MadMags · 17/09/2017 17:59

Well, yes you can. If you won't - that's a different story.

Viviennemary · 17/09/2017 18:02

Just refuse to go out with him again. Make your own arrangements for nights out. Don't tolerate being treated like this. Don't put yourself in this situation to be stressed out and humiliated.

Welldoneme · 17/09/2017 18:04

I had this, only solution was to ditch him.
I used to feel such an idiot sat on my own.

CatsOclock · 17/09/2017 18:08

I was just thinking today about how my ex used to do this - weird to come on here and see this. Anyway...

For me, the important thing is how he responds when you talk to him about it and how it makes you feel.
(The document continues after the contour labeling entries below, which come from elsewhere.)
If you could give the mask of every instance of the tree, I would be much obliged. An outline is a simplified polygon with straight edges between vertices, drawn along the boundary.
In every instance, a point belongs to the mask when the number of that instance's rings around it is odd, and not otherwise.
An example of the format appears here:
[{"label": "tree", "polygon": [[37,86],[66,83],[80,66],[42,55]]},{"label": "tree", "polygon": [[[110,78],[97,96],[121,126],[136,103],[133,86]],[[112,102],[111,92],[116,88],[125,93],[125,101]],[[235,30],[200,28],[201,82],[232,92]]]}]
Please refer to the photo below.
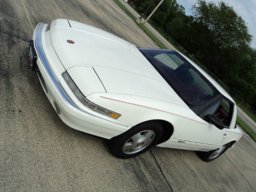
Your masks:
[{"label": "tree", "polygon": [[220,48],[239,48],[250,46],[252,36],[246,23],[232,7],[223,1],[218,5],[198,0],[192,7],[195,20],[207,26],[214,36],[214,41]]}]

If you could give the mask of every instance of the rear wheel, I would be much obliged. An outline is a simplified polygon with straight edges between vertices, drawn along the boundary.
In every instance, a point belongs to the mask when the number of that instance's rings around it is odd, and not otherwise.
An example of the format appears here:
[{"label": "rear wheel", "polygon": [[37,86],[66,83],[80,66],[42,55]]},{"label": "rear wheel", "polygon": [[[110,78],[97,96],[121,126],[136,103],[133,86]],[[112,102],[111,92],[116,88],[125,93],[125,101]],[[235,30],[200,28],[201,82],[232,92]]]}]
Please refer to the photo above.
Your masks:
[{"label": "rear wheel", "polygon": [[135,157],[155,145],[162,133],[160,123],[157,121],[143,123],[111,139],[110,148],[113,154],[119,158]]},{"label": "rear wheel", "polygon": [[206,162],[209,162],[219,157],[229,148],[230,143],[227,143],[220,148],[208,152],[200,152],[199,155],[202,160]]}]

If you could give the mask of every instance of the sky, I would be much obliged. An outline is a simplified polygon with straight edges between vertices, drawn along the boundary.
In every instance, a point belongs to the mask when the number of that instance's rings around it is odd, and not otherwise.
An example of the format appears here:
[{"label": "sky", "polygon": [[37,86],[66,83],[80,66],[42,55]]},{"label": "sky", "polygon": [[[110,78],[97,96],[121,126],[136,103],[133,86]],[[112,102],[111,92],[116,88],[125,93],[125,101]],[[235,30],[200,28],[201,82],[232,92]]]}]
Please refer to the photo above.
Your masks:
[{"label": "sky", "polygon": [[[191,15],[191,9],[196,0],[177,0],[180,5],[185,8],[186,15]],[[206,0],[216,4],[220,0]],[[233,7],[236,12],[244,20],[249,29],[249,32],[252,35],[251,46],[256,48],[256,0],[222,0],[228,6]]]}]

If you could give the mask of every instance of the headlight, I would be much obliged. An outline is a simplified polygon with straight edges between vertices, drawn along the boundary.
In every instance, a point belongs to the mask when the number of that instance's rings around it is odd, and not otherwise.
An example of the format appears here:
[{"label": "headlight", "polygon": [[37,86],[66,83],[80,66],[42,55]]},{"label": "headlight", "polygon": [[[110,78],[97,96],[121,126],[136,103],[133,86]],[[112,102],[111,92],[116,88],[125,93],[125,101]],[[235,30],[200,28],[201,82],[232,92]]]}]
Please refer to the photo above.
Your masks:
[{"label": "headlight", "polygon": [[75,84],[67,72],[62,74],[62,76],[70,89],[80,102],[86,107],[103,115],[117,119],[121,115],[96,105],[88,100]]}]

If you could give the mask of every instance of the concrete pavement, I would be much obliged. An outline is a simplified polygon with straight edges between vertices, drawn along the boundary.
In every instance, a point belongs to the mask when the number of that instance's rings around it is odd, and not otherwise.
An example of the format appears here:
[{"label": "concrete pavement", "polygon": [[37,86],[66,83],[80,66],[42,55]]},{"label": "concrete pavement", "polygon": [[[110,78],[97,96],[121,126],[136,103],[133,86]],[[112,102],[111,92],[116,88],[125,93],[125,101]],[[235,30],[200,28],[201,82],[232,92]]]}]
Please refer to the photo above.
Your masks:
[{"label": "concrete pavement", "polygon": [[256,191],[256,144],[246,135],[209,163],[155,147],[122,160],[106,140],[64,124],[28,67],[33,30],[57,18],[158,47],[112,1],[0,1],[0,191]]}]

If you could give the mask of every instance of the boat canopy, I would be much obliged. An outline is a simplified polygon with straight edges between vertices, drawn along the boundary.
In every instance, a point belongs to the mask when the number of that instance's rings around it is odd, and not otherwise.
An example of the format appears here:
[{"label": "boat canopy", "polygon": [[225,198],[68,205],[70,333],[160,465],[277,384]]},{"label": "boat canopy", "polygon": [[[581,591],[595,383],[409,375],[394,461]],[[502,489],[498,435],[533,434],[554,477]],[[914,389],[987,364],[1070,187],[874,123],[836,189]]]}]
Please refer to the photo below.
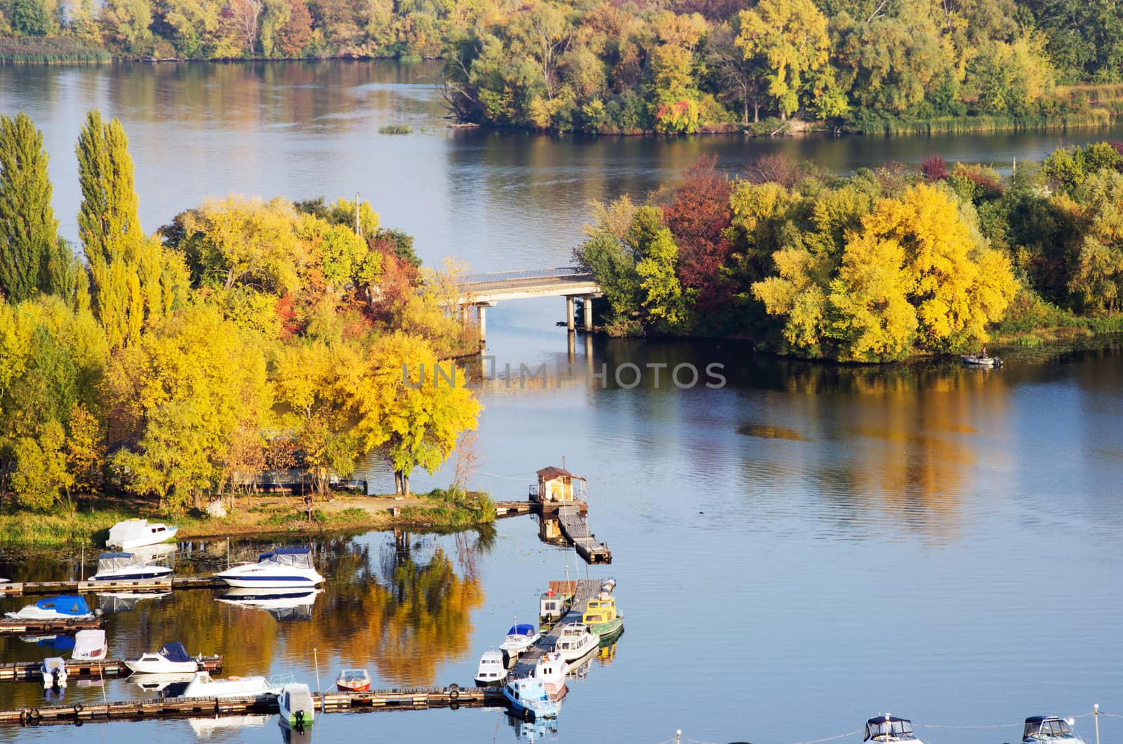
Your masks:
[{"label": "boat canopy", "polygon": [[159,655],[167,661],[191,661],[191,654],[188,650],[183,647],[183,644],[179,641],[173,643],[165,643],[159,647]]},{"label": "boat canopy", "polygon": [[63,615],[73,615],[77,617],[79,615],[89,615],[90,606],[85,604],[85,599],[79,597],[77,595],[60,595],[57,597],[47,597],[46,599],[40,599],[35,602],[35,606],[39,609],[53,609],[56,613],[62,613]]},{"label": "boat canopy", "polygon": [[258,563],[271,561],[281,565],[291,565],[298,569],[312,568],[312,548],[310,547],[277,547],[268,553],[257,556]]},{"label": "boat canopy", "polygon": [[866,722],[866,738],[864,742],[868,742],[871,738],[878,736],[912,736],[912,722],[907,718],[897,718],[896,716],[876,716]]},{"label": "boat canopy", "polygon": [[1071,736],[1072,728],[1068,722],[1057,716],[1030,716],[1025,719],[1025,731],[1022,738],[1042,735],[1046,737]]}]

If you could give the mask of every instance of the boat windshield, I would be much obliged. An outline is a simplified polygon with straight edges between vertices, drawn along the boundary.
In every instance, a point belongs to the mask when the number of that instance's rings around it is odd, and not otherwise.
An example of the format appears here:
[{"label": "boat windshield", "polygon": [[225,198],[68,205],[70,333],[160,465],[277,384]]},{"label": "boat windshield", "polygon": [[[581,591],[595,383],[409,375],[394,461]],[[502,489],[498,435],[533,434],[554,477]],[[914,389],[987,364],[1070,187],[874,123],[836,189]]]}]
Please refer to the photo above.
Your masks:
[{"label": "boat windshield", "polygon": [[1025,734],[1022,738],[1071,738],[1072,729],[1063,718],[1047,718],[1044,720],[1026,720]]}]

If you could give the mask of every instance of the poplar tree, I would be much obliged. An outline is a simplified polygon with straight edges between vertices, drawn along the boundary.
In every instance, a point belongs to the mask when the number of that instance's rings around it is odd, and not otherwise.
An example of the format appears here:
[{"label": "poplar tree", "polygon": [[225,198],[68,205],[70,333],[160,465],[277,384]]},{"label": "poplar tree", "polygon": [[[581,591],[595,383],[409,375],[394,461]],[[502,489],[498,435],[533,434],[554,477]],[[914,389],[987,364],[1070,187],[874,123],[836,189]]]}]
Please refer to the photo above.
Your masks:
[{"label": "poplar tree", "polygon": [[46,265],[57,232],[43,133],[24,112],[0,115],[0,292],[11,301],[52,291]]}]

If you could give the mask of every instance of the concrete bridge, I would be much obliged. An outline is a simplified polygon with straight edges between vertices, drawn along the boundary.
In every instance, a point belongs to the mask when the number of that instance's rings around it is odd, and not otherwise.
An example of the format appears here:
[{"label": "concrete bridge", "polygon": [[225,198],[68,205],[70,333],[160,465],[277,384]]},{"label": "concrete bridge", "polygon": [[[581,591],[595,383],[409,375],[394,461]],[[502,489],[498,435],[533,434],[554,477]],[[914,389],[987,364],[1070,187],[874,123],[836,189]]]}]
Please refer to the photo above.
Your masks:
[{"label": "concrete bridge", "polygon": [[500,300],[564,297],[566,327],[574,330],[574,298],[581,298],[584,302],[585,330],[592,330],[593,298],[601,296],[601,285],[593,279],[593,274],[574,266],[475,274],[460,282],[459,290],[460,317],[464,317],[468,307],[476,308],[481,342],[486,337],[487,308],[495,307]]}]

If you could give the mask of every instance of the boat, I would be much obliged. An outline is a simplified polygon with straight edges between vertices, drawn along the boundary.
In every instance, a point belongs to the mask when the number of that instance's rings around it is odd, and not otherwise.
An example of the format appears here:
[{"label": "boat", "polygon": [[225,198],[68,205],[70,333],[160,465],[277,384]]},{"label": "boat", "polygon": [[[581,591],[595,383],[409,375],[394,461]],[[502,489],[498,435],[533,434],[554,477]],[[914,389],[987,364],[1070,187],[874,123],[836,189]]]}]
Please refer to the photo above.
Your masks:
[{"label": "boat", "polygon": [[85,598],[77,595],[58,595],[27,605],[18,613],[4,613],[13,620],[89,620],[93,617]]},{"label": "boat", "polygon": [[864,742],[910,742],[923,744],[912,732],[912,722],[897,718],[889,714],[874,716],[866,722],[866,738]]},{"label": "boat", "polygon": [[109,647],[106,645],[106,632],[98,629],[79,630],[74,634],[74,661],[100,661],[106,657]]},{"label": "boat", "polygon": [[565,660],[556,652],[539,656],[530,675],[546,683],[546,692],[551,700],[565,697],[568,691],[565,686]]},{"label": "boat", "polygon": [[336,678],[336,688],[350,692],[365,692],[371,689],[371,673],[365,669],[345,669]]},{"label": "boat", "polygon": [[264,677],[227,677],[222,680],[211,679],[209,672],[195,672],[188,687],[183,690],[184,698],[254,698],[275,696],[281,691],[280,684]]},{"label": "boat", "polygon": [[188,650],[179,641],[165,643],[159,651],[140,654],[135,659],[126,659],[129,671],[141,674],[182,674],[199,671],[199,660],[192,659]]},{"label": "boat", "polygon": [[533,678],[509,681],[503,686],[503,697],[523,718],[556,718],[562,710],[557,701],[550,700],[546,683]]},{"label": "boat", "polygon": [[500,651],[504,652],[509,659],[514,659],[530,646],[538,643],[542,636],[533,625],[529,623],[515,623],[506,632],[506,639],[499,644]]},{"label": "boat", "polygon": [[312,565],[312,548],[279,547],[262,553],[257,563],[243,563],[214,574],[237,588],[273,589],[279,587],[314,587],[323,577]]},{"label": "boat", "polygon": [[148,524],[147,519],[126,519],[109,528],[109,539],[106,541],[106,547],[131,551],[145,545],[166,543],[175,537],[177,530],[179,527],[168,527],[161,521]]},{"label": "boat", "polygon": [[316,702],[312,691],[303,682],[293,682],[281,688],[277,696],[281,723],[290,728],[307,728],[316,720]]},{"label": "boat", "polygon": [[506,679],[506,665],[503,664],[503,652],[485,651],[476,668],[476,687],[502,684]]},{"label": "boat", "polygon": [[999,368],[1002,366],[1002,360],[997,356],[987,356],[985,354],[962,354],[960,357],[964,364],[967,366],[983,366],[983,368]]},{"label": "boat", "polygon": [[600,636],[584,623],[566,623],[562,626],[554,651],[565,661],[577,661],[600,646]]},{"label": "boat", "polygon": [[1025,719],[1022,744],[1084,744],[1084,740],[1072,731],[1071,718],[1058,716],[1030,716]]},{"label": "boat", "polygon": [[44,690],[66,688],[66,662],[62,656],[44,659],[39,665],[39,672],[43,674]]},{"label": "boat", "polygon": [[145,563],[135,553],[102,553],[98,556],[98,572],[90,577],[90,581],[135,581],[170,575],[172,569]]},{"label": "boat", "polygon": [[617,614],[617,598],[601,592],[600,599],[585,602],[585,611],[581,621],[600,637],[610,636],[624,625],[624,616]]}]

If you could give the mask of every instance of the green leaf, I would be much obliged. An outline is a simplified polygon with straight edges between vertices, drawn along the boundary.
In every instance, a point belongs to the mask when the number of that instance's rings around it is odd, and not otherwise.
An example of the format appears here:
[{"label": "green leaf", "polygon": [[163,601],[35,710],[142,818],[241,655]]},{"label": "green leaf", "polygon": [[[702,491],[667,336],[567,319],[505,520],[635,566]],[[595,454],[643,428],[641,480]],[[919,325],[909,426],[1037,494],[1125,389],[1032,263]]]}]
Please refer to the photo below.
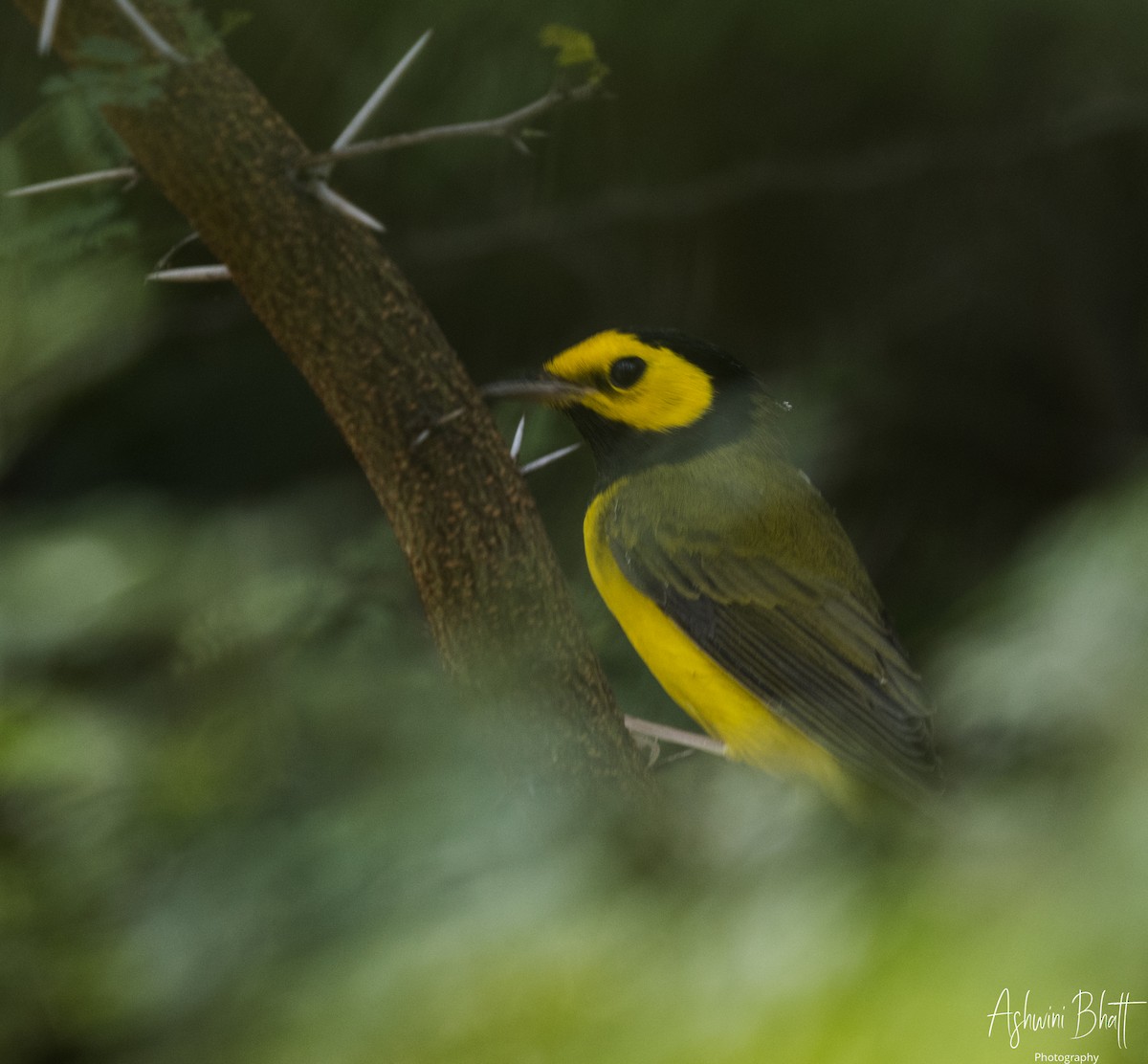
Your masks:
[{"label": "green leaf", "polygon": [[540,31],[538,42],[543,48],[558,49],[554,56],[558,68],[584,68],[588,81],[600,81],[610,72],[610,68],[598,59],[594,38],[582,30],[551,22]]}]

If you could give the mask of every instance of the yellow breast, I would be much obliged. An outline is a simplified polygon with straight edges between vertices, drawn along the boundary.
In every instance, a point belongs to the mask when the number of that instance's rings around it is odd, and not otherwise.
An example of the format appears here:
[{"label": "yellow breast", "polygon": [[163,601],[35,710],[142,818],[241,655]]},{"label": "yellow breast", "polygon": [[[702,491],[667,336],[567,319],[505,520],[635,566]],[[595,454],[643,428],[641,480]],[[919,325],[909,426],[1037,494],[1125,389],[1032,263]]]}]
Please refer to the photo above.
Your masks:
[{"label": "yellow breast", "polygon": [[845,774],[828,751],[779,720],[626,578],[608,536],[612,508],[625,490],[626,480],[615,481],[590,504],[582,526],[585,558],[598,593],[654,678],[726,744],[730,758],[771,771],[804,772],[844,794]]}]

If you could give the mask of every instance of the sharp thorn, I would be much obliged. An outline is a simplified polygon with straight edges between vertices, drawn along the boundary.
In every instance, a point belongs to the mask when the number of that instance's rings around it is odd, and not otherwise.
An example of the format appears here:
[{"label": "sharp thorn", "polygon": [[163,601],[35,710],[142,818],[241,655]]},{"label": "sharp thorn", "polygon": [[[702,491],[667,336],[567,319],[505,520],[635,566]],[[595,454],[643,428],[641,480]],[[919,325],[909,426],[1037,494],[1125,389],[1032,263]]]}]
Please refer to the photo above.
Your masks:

My ex was a nice guy in many ways but an utter arsehole about this and there was no talking to him about it. I once told him that I'd felt like walking out of the pub (after being left on my own for ages and then discovering him playing pool with a load of strangers!) and his response was along the lines of don't ever try anything like that with him as we'd be over! No empathy at all! It's certainly not what I wanted from a partner, that's for sure.

NoNamesLeft86 · 17/09/2017 18:10

Im sorry but there is no way I would stand for that. My OH wouldnt dare but if he did he certainly wouldn't be coming home with me after, he would be looking for somewhere else to live.

What a seriously selfish twat. And I would be extremely suprised if he doesnt cheat on you when your not around if he is chatting up women right under your nose.

StickyProblem · 17/09/2017 18:13

Me and my DP never go out drinking together, we'd fall out (for similar reasons). Can you not go out separately? We'd go for a meal together or stay in with some wine instead.

Justdontknow4321 · 17/09/2017 18:15

Is it just you two when going out ? Or is there other friends out with you ?

Crowdo · 17/09/2017 18:22

Sounds like a normal night for me. Whenever I go out with a partner, we both flit around making friends. I don't see why you need to be glued together all night.

DrMorbius · 17/09/2017 18:50

im sorry but there is no way I would stand for that. My OH wouldnt dare but if he did he certainly wouldn't be coming home with me after, he would be looking for somewhere else to live

What a seriously selfish twat. And I would be extremely suprised if he doesnt cheat on you when your not around if he is chatting up women right under your nose*

What a depressing post. You sound like one of those 1970's TV sitcom Dagon wives Biscuit it's all so black and white with most of you MN drones. Well done Crowdo for standing out against the tide.

ScarletForYa · 17/09/2017 18:55

Why are you putting up with that?

He's basically trying to score other women right in front of you!!

HelenaDove · 17/09/2017 18:59

Dr Morbius Are you Coleen Nolans DH Apparently he does this.

Iheartjordanknight · 17/09/2017 19:05

My friends DH does this too, and when he goes out alone is always out all night and getting himself into daft problems like missing the last train or losing his wallet.

It's immaturity and let's be honest, it's because he doesn't really care. She has tried to deal with it by moving him to very rural Norfolk. I don't imagine it will work

I think ts fairly simple tbh- accept it or don't. If you accept it then get over it. If you don't the relationship will come to an end. Otherwise you're in this halfway house of upset and arguments and constantly feeling let down

AdalindSchade · 17/09/2017 19:12

I always think it's weird when grown adults 'go out drinking' as a thing to do together. Maybe you could get a more pleasant hobby?